Ce projet, approuvé par la Commission nationale de l’informatique et des libertés (CNIL), devra faire l’objet d’une publication par le Gouvernement pour entrer en vigueur. Affaire à suivre…

Certificats de décès : une expérimentation pour les infirmiers

Afin de fluidifier l’activité des professionnels de santé, plusieurs actes, auparavant réservés aux médecins, sont au fil des années ouverts à d’autres professions.

Dans ce cadre, une expérimentation est lancée pour permettre aux infirmiers, sous certaines conditions, de signer des certificats de décès.

Cela sera possible, lorsqu’aucun médecin n’est disponible pour intervenir dans un délai raisonnable auprès d’un patient majeur, décédé à son domicile ou dans un EHPAD.

Trois textes sont publiés concernant cette expérimentation : l’un pour en définir les modalités, le suivant concernant la tarification que les infirmiers pourront appliquer lors de la réalisation de ces actes et le dernier qui désigne les régions dans lesquelles se tiendra l’expérimentation pour une durée de 3 ans.

Répartition des médecins sur le territoire

Le problème des déserts médicaux est récurrent et le Gouvernement cherche constamment des solutions.

Un nouveau texte est donc venu apporter plusieurs modifications concernant l’exercice de l’activité des médecins et leur possibilité d’installation.

On peut noter, par exemple :

  • une facilitation du recours aux médecins étrangers ;
  • une interdiction pour les hôpitaux, EHPAD et laboratoires de recourir à l’intérim pour embaucher des professionnels médicaux, paramédicaux et socioéducatifs récemment diplômés ;
  • une périodicité minimale de 10 ans entre 2 nouvelles installations d’un professionnel pour bénéficier d’aides financières et d’exonérations fiscales.
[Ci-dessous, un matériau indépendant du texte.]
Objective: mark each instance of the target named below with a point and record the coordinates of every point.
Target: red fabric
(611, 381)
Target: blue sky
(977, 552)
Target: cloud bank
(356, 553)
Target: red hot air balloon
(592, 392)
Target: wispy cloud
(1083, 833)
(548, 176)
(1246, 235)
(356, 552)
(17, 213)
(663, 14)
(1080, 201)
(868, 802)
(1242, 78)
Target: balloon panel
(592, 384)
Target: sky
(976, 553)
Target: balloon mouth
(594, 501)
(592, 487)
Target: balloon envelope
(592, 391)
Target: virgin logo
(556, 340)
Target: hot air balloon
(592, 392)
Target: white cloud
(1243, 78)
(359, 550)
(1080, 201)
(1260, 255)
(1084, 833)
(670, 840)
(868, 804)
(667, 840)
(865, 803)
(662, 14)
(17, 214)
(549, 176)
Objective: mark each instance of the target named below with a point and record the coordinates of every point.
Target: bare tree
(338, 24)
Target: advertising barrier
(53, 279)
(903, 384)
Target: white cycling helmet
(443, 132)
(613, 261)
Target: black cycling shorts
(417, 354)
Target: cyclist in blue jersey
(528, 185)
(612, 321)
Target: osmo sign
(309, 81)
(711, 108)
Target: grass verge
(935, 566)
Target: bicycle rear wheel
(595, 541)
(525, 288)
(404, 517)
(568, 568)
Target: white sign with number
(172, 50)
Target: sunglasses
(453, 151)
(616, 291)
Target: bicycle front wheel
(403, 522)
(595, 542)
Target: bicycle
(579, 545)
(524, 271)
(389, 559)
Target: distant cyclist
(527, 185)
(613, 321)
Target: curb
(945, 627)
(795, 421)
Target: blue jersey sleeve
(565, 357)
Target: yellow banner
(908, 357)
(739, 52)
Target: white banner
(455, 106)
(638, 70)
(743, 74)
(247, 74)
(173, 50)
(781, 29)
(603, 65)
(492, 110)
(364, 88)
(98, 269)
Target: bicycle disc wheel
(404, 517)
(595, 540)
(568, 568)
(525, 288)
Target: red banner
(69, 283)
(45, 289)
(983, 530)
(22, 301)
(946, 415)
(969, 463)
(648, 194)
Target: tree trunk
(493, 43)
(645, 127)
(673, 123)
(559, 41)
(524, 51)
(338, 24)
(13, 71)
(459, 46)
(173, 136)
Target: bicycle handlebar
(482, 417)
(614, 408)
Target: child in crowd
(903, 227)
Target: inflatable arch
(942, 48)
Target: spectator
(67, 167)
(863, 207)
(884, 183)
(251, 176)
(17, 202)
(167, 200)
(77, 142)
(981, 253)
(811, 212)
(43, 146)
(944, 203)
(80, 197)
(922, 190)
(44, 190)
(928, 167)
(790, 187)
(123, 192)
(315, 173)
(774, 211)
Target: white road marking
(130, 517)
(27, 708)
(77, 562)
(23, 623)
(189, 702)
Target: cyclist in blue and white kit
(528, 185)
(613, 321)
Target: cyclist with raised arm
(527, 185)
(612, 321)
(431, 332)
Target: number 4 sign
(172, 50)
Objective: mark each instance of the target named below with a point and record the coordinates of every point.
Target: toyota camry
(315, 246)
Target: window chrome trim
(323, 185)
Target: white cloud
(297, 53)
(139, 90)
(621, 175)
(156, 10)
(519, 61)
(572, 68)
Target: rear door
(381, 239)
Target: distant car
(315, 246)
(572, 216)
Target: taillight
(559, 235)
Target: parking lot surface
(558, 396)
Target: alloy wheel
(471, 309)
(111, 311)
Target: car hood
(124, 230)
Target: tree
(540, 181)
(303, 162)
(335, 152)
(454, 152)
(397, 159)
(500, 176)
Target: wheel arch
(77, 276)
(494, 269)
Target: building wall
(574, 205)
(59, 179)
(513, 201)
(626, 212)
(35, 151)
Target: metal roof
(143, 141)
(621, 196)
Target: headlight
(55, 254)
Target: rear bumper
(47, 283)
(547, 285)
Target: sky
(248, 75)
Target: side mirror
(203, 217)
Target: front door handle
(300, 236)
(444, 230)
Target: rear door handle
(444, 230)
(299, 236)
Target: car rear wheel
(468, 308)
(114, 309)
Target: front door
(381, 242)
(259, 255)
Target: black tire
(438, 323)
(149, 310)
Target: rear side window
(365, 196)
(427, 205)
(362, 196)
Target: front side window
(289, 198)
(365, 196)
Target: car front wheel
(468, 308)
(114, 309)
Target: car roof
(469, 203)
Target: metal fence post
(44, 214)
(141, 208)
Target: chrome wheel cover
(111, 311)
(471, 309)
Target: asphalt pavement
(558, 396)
Le texte prévoit également une optimisation de la gestion des politiques sanitaires locales en renforçant l’importance des « Territoires de santé ». Pour mémoire, ces « Territoires » sont des zones délimitées afin d’optimiser au mieux une offre de soin efficace et cohérente.

Une nouvelle compétence pour les sages-femmes

La pratique de l’interruption volontaire de grossesse (IVG) médicamenteuse avait été ouverte aux sages-femmes en 2016.

Leur palette de compétences est complétée puisqu’elles pourront désormais pratiquer la seconde méthode existante, à savoir l’IVG instrumentale.

Ces interventions ne pourront être réalisées que dans des hôpitaux ou des cliniques.

Les dernières précisions pour la prescription électronique

Attendu depuis 2020, un nouveau texte est venu préciser les conditions de mises en œuvre permettant le recours à la prescription électronique.

Les professionnels de santé devront donc établir leurs prescriptions de façon dématérialisée à partir d’un outil mis à leur disposition par la Caisse nationale de l’assurance maladie (CNAM).

Néanmoins, une prescription papier sera toujours remise au patient, à moins que celui-ci ne demande à recevoir que la version dématérialisée.

Menace cyber : mieux protéger la santé

Les risques liés aux cyberattaques ne faiblissent pas et le domaine de la santé fait partie des secteurs les plus touchés par ces actes de malveillance.

Pour pallier ces risques aux conséquences parfois désastreuses, le Gouvernement a présenté un plan d’action, appelé CaRE qui, par d’importants investissement financiers, doit permettre une meilleure préparation du secteur médical face à ces attaques.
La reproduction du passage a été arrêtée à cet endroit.